Com o moreno, entretanto, a história era outra...
A calça de Giulio foi retirada com um forte puxão. Sua roupa de baixo foi fazer companhia para a primeira peça, ambas no tapete vinho que forrava a cama. Mário fez o mesmo com a própria calça, sentindo uma indescritível sensação de liberdade. Porém, antes que a peça de roupa fosse para o outro lado da cama, o ruivo retirou dois pequenos objetos de um dos bolsos, deixando-os sobre a cama.
"O que eu preciso fazer?" A voz do Vice-Inspetor saiu rouca e seu rosto estava vermelho. Quando o braço direito de Alaudi começava a se deixar levar pelo momento, aquela seriedade se dissipava. Ali, embaixo do corpo e dos olhos de Mário, ele não passava de um amante que implorava com os olhos que as coisas fossem um pouco mais rápidas.
"Você continua deitado". O ruivo sorriu, passando a língua entre os lábios e sorrindo. "Eu cuido do restante."
Giulio tentou argumentar, mas Mário apoiou uma de suas mãos sobre o peito de seu amante, avisando que não repetiria suas palavras. Seus lábios se abaixaram levemente, beijando os lábios do moreno, enquanto uma de suas mãos subiu e desceu pela ereção do homem que estava por baixo. O beijo foi rápido, pois o ruivo não tinha intenções de perder aquela oportunidade. Seu corpo arrastou-se um pouco para baixo, e então seus lábios se concentraram em outra parte do corpo do braço direito do Guardião da Nuvem. O homem tremeu ao toque, omitindo um rouco gemido quando Mário desceu a língua por toda a extensão do membro. O ruivo utilizou uma das mãos como apoio, enquanto a outra abria um dos frascos que ele havia trazido. O braço direito dos Cavallone estava acostumado a se preparar, mesmo que aquele método demorasse um pouco mais. Seus lábios gemeram quando um de seus dedos encontrou sua entrada e isso fez o moreno erguer a cabeça.
A expressão no rosto de Giulio era um misto de curiosidade e desejo. Seus olhos verdes passavam de seu baixo ventre para o que seu amante fazia, e era difícil escolher para onde ele deveria olhar. Mário sorria intimamente, principalmente porque todo aquele show pessoal havia causado uma reação instantânea em seu amante. A ereção em seus lábios havia se tornado maior, e quando sua boca a recebeu por inteiro, os gemidos de Giulio o excitaram ainda mais e ele adicionou um segundo dedo à sua entrada. Os movimentos eram vagarosos e seus dedos não alcançavam certas profundidades.
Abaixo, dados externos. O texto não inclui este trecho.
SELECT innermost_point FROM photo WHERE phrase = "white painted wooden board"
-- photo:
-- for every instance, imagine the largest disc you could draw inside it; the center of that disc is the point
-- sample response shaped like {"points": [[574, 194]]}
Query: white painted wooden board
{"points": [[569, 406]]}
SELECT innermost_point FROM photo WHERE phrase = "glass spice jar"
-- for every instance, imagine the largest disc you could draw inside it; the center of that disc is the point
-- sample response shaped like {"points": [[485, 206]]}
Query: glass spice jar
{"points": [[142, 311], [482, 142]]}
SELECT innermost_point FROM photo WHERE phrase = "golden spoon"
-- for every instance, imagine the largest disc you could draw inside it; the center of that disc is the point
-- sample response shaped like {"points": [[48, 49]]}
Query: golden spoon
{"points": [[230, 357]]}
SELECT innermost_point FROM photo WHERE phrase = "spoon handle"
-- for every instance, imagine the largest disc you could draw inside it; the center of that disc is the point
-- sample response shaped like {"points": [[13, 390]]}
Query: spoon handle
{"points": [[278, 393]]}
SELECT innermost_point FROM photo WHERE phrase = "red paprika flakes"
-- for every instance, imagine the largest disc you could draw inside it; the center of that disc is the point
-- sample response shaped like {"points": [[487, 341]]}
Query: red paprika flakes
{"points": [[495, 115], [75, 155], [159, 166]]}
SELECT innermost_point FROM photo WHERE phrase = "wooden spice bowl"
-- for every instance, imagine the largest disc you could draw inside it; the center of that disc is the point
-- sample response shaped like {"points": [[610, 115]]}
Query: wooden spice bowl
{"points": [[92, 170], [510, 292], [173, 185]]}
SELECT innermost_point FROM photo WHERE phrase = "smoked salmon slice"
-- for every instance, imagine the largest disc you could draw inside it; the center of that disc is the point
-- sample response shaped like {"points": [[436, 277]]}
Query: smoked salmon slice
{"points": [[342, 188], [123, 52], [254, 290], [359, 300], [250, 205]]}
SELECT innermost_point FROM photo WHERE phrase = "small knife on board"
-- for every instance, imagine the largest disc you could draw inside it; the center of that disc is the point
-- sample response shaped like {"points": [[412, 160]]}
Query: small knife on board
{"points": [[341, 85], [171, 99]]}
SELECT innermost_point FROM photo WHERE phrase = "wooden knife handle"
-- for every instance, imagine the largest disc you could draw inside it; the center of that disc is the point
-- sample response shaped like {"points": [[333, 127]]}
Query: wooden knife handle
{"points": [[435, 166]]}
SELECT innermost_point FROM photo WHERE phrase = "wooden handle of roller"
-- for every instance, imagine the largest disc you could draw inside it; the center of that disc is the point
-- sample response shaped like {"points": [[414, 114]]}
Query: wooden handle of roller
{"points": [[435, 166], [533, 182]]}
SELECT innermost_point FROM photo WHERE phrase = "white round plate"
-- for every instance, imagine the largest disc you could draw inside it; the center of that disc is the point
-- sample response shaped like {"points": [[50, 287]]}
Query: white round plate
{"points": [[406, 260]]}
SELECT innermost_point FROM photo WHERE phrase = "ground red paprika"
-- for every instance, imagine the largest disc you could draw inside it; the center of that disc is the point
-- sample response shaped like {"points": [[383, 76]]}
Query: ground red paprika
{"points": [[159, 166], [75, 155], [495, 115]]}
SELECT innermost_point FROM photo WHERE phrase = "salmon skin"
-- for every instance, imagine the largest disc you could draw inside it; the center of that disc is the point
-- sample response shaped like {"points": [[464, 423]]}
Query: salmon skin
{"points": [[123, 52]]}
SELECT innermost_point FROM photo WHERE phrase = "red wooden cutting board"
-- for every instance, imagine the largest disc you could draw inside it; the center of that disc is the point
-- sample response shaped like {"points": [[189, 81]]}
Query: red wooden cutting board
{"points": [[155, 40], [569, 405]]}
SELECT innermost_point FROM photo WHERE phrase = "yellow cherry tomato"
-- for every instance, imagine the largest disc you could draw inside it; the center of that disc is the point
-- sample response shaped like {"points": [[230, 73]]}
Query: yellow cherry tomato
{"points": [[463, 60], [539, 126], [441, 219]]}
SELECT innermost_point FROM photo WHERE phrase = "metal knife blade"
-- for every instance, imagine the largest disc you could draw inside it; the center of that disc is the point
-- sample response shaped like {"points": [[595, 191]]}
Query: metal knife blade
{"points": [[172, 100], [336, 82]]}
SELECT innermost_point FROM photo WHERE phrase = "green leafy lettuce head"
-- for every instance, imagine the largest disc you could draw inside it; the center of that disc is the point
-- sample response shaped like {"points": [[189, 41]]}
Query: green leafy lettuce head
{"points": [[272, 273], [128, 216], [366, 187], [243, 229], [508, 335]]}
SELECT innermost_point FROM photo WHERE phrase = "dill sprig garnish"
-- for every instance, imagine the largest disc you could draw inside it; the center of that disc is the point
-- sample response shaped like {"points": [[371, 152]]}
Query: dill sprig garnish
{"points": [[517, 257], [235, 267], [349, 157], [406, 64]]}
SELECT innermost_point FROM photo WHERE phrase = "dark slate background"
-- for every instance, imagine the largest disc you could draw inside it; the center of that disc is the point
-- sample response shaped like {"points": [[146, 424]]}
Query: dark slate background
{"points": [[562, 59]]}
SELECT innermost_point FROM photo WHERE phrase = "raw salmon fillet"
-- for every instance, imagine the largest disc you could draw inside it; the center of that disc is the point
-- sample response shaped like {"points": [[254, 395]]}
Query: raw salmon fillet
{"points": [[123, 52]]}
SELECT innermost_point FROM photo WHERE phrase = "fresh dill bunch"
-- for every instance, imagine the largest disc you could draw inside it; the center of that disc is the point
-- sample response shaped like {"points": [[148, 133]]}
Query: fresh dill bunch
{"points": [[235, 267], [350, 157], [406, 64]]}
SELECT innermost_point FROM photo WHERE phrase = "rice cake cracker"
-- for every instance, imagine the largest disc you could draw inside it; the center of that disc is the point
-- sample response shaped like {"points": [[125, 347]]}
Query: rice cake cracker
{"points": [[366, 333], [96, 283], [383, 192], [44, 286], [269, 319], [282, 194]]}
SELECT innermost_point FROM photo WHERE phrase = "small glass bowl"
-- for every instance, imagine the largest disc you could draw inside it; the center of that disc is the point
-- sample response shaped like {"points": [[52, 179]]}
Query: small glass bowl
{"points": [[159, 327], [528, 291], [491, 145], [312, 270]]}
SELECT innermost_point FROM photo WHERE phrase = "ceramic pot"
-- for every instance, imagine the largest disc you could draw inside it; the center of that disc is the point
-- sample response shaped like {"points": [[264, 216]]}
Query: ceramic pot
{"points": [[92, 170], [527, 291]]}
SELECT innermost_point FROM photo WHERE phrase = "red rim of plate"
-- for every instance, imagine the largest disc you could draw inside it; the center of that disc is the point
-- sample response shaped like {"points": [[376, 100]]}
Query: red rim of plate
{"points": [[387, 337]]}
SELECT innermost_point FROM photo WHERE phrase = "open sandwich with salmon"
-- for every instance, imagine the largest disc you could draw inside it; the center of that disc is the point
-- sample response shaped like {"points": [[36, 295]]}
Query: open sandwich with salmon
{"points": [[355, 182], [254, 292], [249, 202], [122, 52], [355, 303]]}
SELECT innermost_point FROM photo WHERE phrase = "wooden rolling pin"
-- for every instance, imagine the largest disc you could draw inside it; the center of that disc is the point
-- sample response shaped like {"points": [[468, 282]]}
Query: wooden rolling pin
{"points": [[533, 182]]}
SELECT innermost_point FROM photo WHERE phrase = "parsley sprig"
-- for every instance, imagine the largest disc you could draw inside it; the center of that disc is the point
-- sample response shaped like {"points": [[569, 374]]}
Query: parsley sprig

Em determinado momento o ruivo se perguntou se aquilo seria suficiente. O Vice-Inspetor era um pouco maior do que os outros homens com que ele havia estado, e por mais que o braço direito de Ivan estivesse transbordando desejo, ele sabia melhor do que ninguém que a experiência poderia ser catastrófica.
"M-Mário..." O chamado veio de cima, ele sabia. Os olhos verdes se ergueram, mas ele não parou o que fazia. O ruivo adorava aquele tipo de carícia, e sentir Giulio em seus lábios era quase tão satisfatório quanto imaginar aquele homem dentro dele. "P-Pare..."
A expressão no rosto do ruivo mudou automaticamente e por um breve momento ele sentiu medo. Medo de uma noite que ele tentava esquecer — que fora sugestionado a esquecer — mas que poderia acontecer novamente, em qualquer momento e em qualquer lugar. O braço direito dos Cavallone ergueu o rosto, sentindo o coração bater mais rápido. A ansiedade se misturou ao temor e ele inclinou-se um pouco, imaginando quanto tempo levaria para pegar suas roupas e ir embora. Os olhos de Giulio se abriram, mas não havia sinal de rejeição. As grandes mãos do moreno puxaram seu amante um pouco para frente e sem nenhum tipo de aviso um de seus dedos encontrou a entrada de Mário. O gemido que escapou pelos lábios do braço direito dos Cavallone foi agudo e transbordou prazer, e suas mãos apertaram o ombro do homem que estava por baixo
"Mova seu quadril para frente... não, mais para frente... mais." A voz de Giulio saiu séria, mas rouca e baixa. O ruivo não conseguiu parar seu corpo. Seus joelhos arrastaram-se para cima e ele parou somente quando estava na altura do peito de seu amante.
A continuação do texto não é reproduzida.